Two hundred miles or so out of Midway I was on watch at my gun station
in the port waist blister when Lt. Camp said quietly on the interphone,
“Gentlemen, we have a lifeboat out ahead of us and it is flying a Japanese
flag. Rig out the port fifty—I will make
a low pass by the boat. If they don’t
haul down that damned flag—shot it down!”
Almost
as an afterthought Camp added, “Don’t shoot at the boat unless they fire at
us. One shot from even a hand gun—sink
the damned thing!”
I
swung out the big machine gun and was looking through the optical sight when
Camp made the pass. The flag had been
hauled down and Camp said, “Hold your fire.”
The
lifeboat was a sorry sight. It had a
stubby mat rigged from oars. A tarp or
blanket that had been used for a sail covered some of the occupants. One man was standing by the mast watching
us. Three or four others had pulled off
their white jumpers or skivy shirts and were waving them apparently in a sign
of surrender. One man in what appeared
to be officer’s whites sat with his head bowed in the stern.
We
sent a contact report then orbited the lifeboat while we waited for the ship
Midway promised. I stowed the machine
gun then leaned out as Camp made two or three other passes near the enemy
boat. For a moment I had a feeling of
disappointment that they had not fired at us.

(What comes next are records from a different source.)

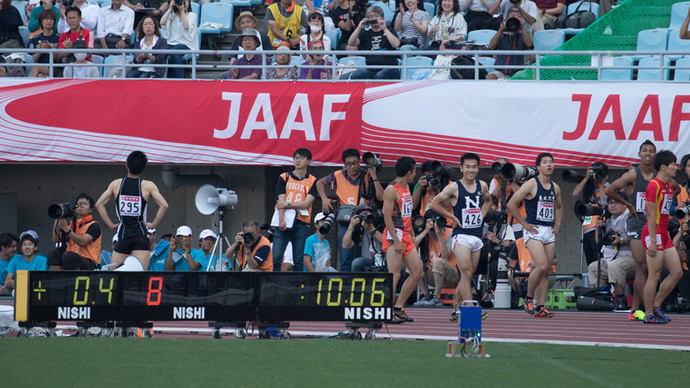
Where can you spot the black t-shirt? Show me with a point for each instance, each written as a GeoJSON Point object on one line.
{"type": "Point", "coordinates": [53, 39]}
{"type": "Point", "coordinates": [369, 40]}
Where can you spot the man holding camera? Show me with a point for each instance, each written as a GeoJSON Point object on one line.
{"type": "Point", "coordinates": [351, 185]}
{"type": "Point", "coordinates": [544, 209]}
{"type": "Point", "coordinates": [79, 239]}
{"type": "Point", "coordinates": [253, 249]}
{"type": "Point", "coordinates": [471, 202]}
{"type": "Point", "coordinates": [617, 263]}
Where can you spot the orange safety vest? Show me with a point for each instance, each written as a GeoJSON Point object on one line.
{"type": "Point", "coordinates": [267, 266]}
{"type": "Point", "coordinates": [91, 251]}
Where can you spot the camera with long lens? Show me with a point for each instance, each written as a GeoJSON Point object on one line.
{"type": "Point", "coordinates": [61, 210]}
{"type": "Point", "coordinates": [371, 160]}
{"type": "Point", "coordinates": [328, 222]}
{"type": "Point", "coordinates": [516, 171]}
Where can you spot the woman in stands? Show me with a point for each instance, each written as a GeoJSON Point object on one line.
{"type": "Point", "coordinates": [149, 35]}
{"type": "Point", "coordinates": [180, 31]}
{"type": "Point", "coordinates": [448, 27]}
{"type": "Point", "coordinates": [411, 25]}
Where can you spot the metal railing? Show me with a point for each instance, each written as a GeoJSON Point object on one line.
{"type": "Point", "coordinates": [195, 66]}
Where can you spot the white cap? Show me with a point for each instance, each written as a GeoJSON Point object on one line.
{"type": "Point", "coordinates": [319, 217]}
{"type": "Point", "coordinates": [207, 233]}
{"type": "Point", "coordinates": [29, 232]}
{"type": "Point", "coordinates": [184, 230]}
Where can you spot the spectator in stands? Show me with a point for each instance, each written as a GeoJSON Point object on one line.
{"type": "Point", "coordinates": [115, 26]}
{"type": "Point", "coordinates": [246, 20]}
{"type": "Point", "coordinates": [411, 24]}
{"type": "Point", "coordinates": [285, 20]}
{"type": "Point", "coordinates": [526, 8]}
{"type": "Point", "coordinates": [353, 185]}
{"type": "Point", "coordinates": [76, 32]}
{"type": "Point", "coordinates": [279, 72]}
{"type": "Point", "coordinates": [322, 7]}
{"type": "Point", "coordinates": [366, 231]}
{"type": "Point", "coordinates": [477, 14]}
{"type": "Point", "coordinates": [617, 264]}
{"type": "Point", "coordinates": [8, 248]}
{"type": "Point", "coordinates": [317, 250]}
{"type": "Point", "coordinates": [324, 72]}
{"type": "Point", "coordinates": [29, 259]}
{"type": "Point", "coordinates": [88, 14]}
{"type": "Point", "coordinates": [512, 35]}
{"type": "Point", "coordinates": [347, 15]}
{"type": "Point", "coordinates": [547, 14]}
{"type": "Point", "coordinates": [78, 240]}
{"type": "Point", "coordinates": [249, 64]}
{"type": "Point", "coordinates": [448, 27]}
{"type": "Point", "coordinates": [150, 39]}
{"type": "Point", "coordinates": [47, 39]}
{"type": "Point", "coordinates": [180, 32]}
{"type": "Point", "coordinates": [591, 191]}
{"type": "Point", "coordinates": [10, 20]}
{"type": "Point", "coordinates": [253, 249]}
{"type": "Point", "coordinates": [79, 70]}
{"type": "Point", "coordinates": [684, 30]}
{"type": "Point", "coordinates": [376, 38]}
{"type": "Point", "coordinates": [35, 26]}
{"type": "Point", "coordinates": [181, 255]}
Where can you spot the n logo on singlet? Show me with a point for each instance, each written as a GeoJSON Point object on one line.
{"type": "Point", "coordinates": [469, 203]}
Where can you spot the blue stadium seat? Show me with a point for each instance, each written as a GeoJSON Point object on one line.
{"type": "Point", "coordinates": [548, 40]}
{"type": "Point", "coordinates": [654, 72]}
{"type": "Point", "coordinates": [675, 43]}
{"type": "Point", "coordinates": [682, 70]}
{"type": "Point", "coordinates": [616, 73]}
{"type": "Point", "coordinates": [651, 40]}
{"type": "Point", "coordinates": [481, 36]}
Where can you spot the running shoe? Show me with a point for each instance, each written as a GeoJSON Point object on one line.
{"type": "Point", "coordinates": [529, 306]}
{"type": "Point", "coordinates": [662, 317]}
{"type": "Point", "coordinates": [542, 312]}
{"type": "Point", "coordinates": [636, 315]}
{"type": "Point", "coordinates": [400, 316]}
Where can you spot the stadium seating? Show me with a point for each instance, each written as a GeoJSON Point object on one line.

In retaliation for December 7th I would have happily sent the
boat and its occupants to the bottom of the ocean.
The
feeling did not last. All the occupants
of the boat had looked up at us and were now sitting with bowed heads as if in
submission. Geez, I thought, they are
just a bunch of poor bastards that have been floating around out here for two
weeks trying to make Wake. Sure don’t
envy them!
The
nearest ship turned out to be an old WWI four-stack destroyer that had been
converted to an aircraft tender, the USS BALLARD. It was a sister ship to the HULBERT that had
come to our aid when we were down at sea in 71-P-7. When the BALLARD had the lifeboat in sight we
left the prisoners to them and went on with our patrol.
Late
in the afternoon, the BALLARD delivered the Japanese prisoners to Midway—the
only prisoners that were taken as a result of the battle. The lifeboat as a cutter from the aircraft
carrier HIRYU that had been sunk on the afternoon of June 4th. The story we got (and which was later
confirmed) was that the survivors had been trapped below when the carrier was
abandoned and had been left behind when the Japanese fleet hastily
retreated. There had been three officers
and thirty-two enlisted men in the boat.
There had been four or five more who had succumbed to either wounds or
to dehydration and starvation. They had
been making for Wake Island with a makeshift sail, but it was obvious none of
them would have made it. They were far
less than half way when we found them.
That
evening when we had finished our re-fueling and had checked the airplane for
the next day’s patrol, a messenger showed up looking for the PBY crew that had
spotted the Japanese lifeboat. He was
carrying a cigar box containing some little souvenirs consisting of uniform
buttons and insignia. He announced that
the Japanese commander from the boat (the prisoners were being held in the mess
hall because the Midway bring had been blown up in the attack the morning of
the 4th” had sent them to us as presents in appreciation for the
fact that we did not sink the boat but had saved their lives.
I
selected a brass cap device. It was
similar to a CPO’s cap device with an anchor in a rope circlet on which a lotus
blossom was superimposed. The messenger
thought it was the cap device from a Japanese ensign ad it later wound up in
the bottom of my sea chest where it lay for twenty-five years until it resulted
in an incredible reunion with survivors of that lifeboat in Tokyo.
(I will record that reunion of old enemies
in detail in an appendix to this part of my story. It was almost as incredible as the wining of
the Battle of Midway. It resulted in
friendship with the Japanese officer who had been standing by the mast of the
boat after hauling down the Japanese flag.